“Habituei-me a escrever olhando o quintal de casa, através de uma janela. Durante vinte e nove anos contemplei a paisagem de árvores e flores tropicais. Quando mudei para um apartamento, supus que nunca mais escreveria. Os edifícios substituíram mangueiras, coqueiros, pés de fruta-pão, sapotizeiros e bananeiras. Mas os livros continuavam em volta. O costume de levantar-me em intervalos regulares, tomar um café e um copo d’água podia repetir-se. O novo escritório conservava móveis, quadros, fotografias e minha ordem silenciosa. Não consigo escrever fora desse lugar inventado por mim: a mesa de tampo de vidro, a cadeira de couro trazida do Ceará, o computador, agendas, dicionários, cadernos de anotações e a estante fabricada com tábuas de amarelo vinhático. Eis o meu espaço sagrado. Fora dele, apenas escuto, observo, anoto e vivo.”
Fonte: http://michellaub.wordpress.com (23/10/2012)

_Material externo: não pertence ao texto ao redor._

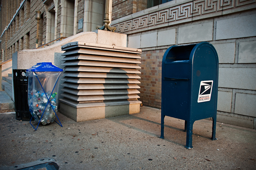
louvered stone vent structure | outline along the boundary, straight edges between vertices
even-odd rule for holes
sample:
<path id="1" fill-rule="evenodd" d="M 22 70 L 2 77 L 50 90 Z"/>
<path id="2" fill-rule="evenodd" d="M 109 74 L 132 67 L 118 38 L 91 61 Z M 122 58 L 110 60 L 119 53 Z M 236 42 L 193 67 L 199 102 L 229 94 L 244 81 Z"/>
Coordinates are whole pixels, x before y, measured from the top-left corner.
<path id="1" fill-rule="evenodd" d="M 62 50 L 62 114 L 82 122 L 140 112 L 141 50 L 73 42 Z"/>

"Sou um escritor muito disciplinado. Trabalho todo dia, inclusive sábado e domingo. Sou uma pessoa extremamente disciplinada. Se disser “Dia 30 de setembro vou fechar a primeira cópia do meu romance, o primeiro tratamento”, dia 30 de setembro imprimo a primeira cópia do meu romance. Sou uma pessoa extremamente determinada. Tenho um projeto, tenho uma idéia. Trabalho muito com as técnicas que aprendi no teatro. Trabalho com uma coisa que se chama “memória de personagem”. Por exemplo, Adonias [do romance Galiléia]. Ele, como personagem, tinha uma caixa que podia ter vinte, trinta, quarenta páginas. Às vezes isso pode ser em si já um romance. Acho que Davi chegou a ter nessa caixa umas oitenta ou cento e vinte páginas. Davi, de Galiléia, era um personagem tão importante que a primeira cópia que tirei se chamava Davi entre as feras. Depois foi que virou Galiléia. E Davi foi um personagem que foi perdendo significado, foi perdendo, perdendo, e eu fui cortando, cortando, cortando. Galiléia era um romance que ia ter 500 páginas, e terminou com 236 páginas. Eu escrevo muito. Às vezes, escrevo um dia todo, escrevo horas e horas e horas, e nada daquilo entra na estrutura central do romance. No entanto, estive labutando com o meu personagem. Stanislavski usava uma técnica que era mandar o ator trazer elementos do personagem: roupas, óculos, sapatos, comida: tudo que ele imaginasse que pudesse construir a memória do personagem. Então, tenho que trabalhar memórias para aquele personagem. É uma maneira do personagem não ser raso. É um modo de o personagem ter profundidade. Então, há coisas que Adonias não faz, como há coisas que Ismael não faz e há coisas que Davi não faz. Isso me toma muito tempo, me toma muito tempo mesmo. E é um método. Mas a literatura é um exercício de cura, é um exercício de saúde. Na verdade, todo escritor é um grande histérico, só que ele é um histérico produtivo — ao invés de ele produzir sintomas, ele produz literatura, produz livros. Ainda bem, porque quando ele produz sintomas é um horror".